Magistrado ponente: Fernando Castillo Cadena

CORTE SUPREMA DE JUSTICIA Radicación n.° 94249 FERNANDO CASTILLO CADENA Magistrado ponente STL10351-2021 Radicación n.° 94249 Acta 30 Bogotá, D.C., once (11) de agosto de dos mil veintiuno (2021). Decide la Sala la impugnación interpuesta por LUZ MARY PÉREZ QUÍNCHIA y ÉDGAR BENAVIDES JURADO contra el fallo proferido el 14 de julio de 2021 por la Sala de Casación Civil, dentro de la acción de tutela que promovieron contra la SALA CIVIL FAMILIA DEL TRIBUNAL SUPERIOR DEL DISTRITO JUDICIAL DE CUNDINAMARCA y el JUZGADO CIVIL DEL CIRCUITO DE LA MESA, trámite al que se vinculó a todas las partes e intervinientes dentro del proceso No. 2014-00193.

I.

ANTECEDENTES Los accionantes instauraron amparo constitucional por la presunta vulneración de sus derechos fundamentales al debido proceso, acceso a la administración de justicia «igualdad de trato jurídico», presuntamente vulnerados por las autoridades judiciales accionadas. Expresaron que interpusieron demanda contra BV Proyectos S.A.S., Julio Andrés Pantoja Casanova, Hugo Alejandro Saavedra León y Leslie Amparo Sánchez Iregui, para que se declararan civilmente responsables «del incumplimiento en la construcción de las obras de urbanismo y zonas comunes del condominio campestre Bambú Propiedad Horizontal» y se condenara al pago de la indemnización; asunto que le correspondió al Juzgado Civil del Circuito de La Mesa, el cual admitió la demanda el 3 de octubre de 2014.

Que la sociedad demandada propuso las excepciones de «renuncia de la condición resolutoria, inexistencia de incumplimiento de la sociedad BV Proyectos SAS en la construcción de las obras de urbanismo del condominio Bambú-Anapoima, inexistencia de incumplimiento de la sociedad BV Proyectos SAS en la entrega de los bienes comunes no esenciales, inexistencia de la obligación de indemnizar perjuicios, cláusula penal».

Sostuvieron que la citada autoridad, mediante sentencia de 3 de febrero de 2020, accedió parcialmente a las pretensiones, por lo que la parte demandada apeló y la Sala Civil Familia del Tribunal Superior del Distrito Judicial de Cundinamarca por fallo de 15 de junio de 2021 revocó y, en su lugar, negó lo solicitado por estos.

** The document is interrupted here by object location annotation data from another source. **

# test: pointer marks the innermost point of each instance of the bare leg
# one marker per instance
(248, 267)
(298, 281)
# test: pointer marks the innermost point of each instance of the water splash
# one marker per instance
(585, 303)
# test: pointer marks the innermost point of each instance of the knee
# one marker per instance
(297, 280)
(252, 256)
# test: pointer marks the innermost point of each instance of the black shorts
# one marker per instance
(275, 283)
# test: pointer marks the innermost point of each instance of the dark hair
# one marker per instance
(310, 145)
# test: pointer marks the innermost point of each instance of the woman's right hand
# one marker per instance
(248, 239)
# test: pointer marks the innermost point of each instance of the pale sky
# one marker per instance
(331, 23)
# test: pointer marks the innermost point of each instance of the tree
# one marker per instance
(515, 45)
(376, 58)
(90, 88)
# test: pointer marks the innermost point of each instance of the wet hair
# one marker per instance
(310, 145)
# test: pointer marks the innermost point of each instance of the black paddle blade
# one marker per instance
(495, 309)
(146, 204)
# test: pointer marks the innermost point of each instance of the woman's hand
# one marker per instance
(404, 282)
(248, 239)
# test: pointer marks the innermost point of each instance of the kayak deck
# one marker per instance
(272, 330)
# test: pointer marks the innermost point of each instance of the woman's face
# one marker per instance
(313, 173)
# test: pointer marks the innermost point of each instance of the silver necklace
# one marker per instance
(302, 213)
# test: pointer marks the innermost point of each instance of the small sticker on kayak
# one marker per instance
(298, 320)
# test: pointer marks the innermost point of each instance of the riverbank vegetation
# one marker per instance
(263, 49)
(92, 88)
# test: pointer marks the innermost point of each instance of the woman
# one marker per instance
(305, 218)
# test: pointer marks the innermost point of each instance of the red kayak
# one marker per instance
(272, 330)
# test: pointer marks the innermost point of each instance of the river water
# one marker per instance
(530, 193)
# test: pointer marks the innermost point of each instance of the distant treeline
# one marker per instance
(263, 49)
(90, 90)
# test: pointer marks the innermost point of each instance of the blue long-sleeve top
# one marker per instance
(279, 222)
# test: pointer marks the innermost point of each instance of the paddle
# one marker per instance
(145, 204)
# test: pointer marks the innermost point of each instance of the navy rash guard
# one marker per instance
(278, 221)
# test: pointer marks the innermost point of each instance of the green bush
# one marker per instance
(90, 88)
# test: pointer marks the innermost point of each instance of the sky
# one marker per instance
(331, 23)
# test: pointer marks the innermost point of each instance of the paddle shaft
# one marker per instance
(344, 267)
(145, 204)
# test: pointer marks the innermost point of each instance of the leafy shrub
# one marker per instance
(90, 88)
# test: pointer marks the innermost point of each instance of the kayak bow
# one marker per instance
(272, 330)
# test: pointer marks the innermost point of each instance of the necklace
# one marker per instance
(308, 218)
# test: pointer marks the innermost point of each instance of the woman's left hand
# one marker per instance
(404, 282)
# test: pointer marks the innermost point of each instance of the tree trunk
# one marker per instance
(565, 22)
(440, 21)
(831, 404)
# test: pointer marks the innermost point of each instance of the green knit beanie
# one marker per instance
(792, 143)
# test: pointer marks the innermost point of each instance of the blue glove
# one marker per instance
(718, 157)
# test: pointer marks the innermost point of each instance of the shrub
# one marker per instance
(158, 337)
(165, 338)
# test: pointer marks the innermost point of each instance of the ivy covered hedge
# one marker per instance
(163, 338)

Alegaron que las autoridades accionadas debieron declarar desierto el recurso de apelación, toda vez que este fue presentado por fuera del término que dispuso el artículo 322 del CGP; además «la sociedad recurrente no cumplió con los requisitos exigidos por los artículos 320 a 328 del CGP de concretar sus reparos de cara al fallo que la condenó a indemnizar […]».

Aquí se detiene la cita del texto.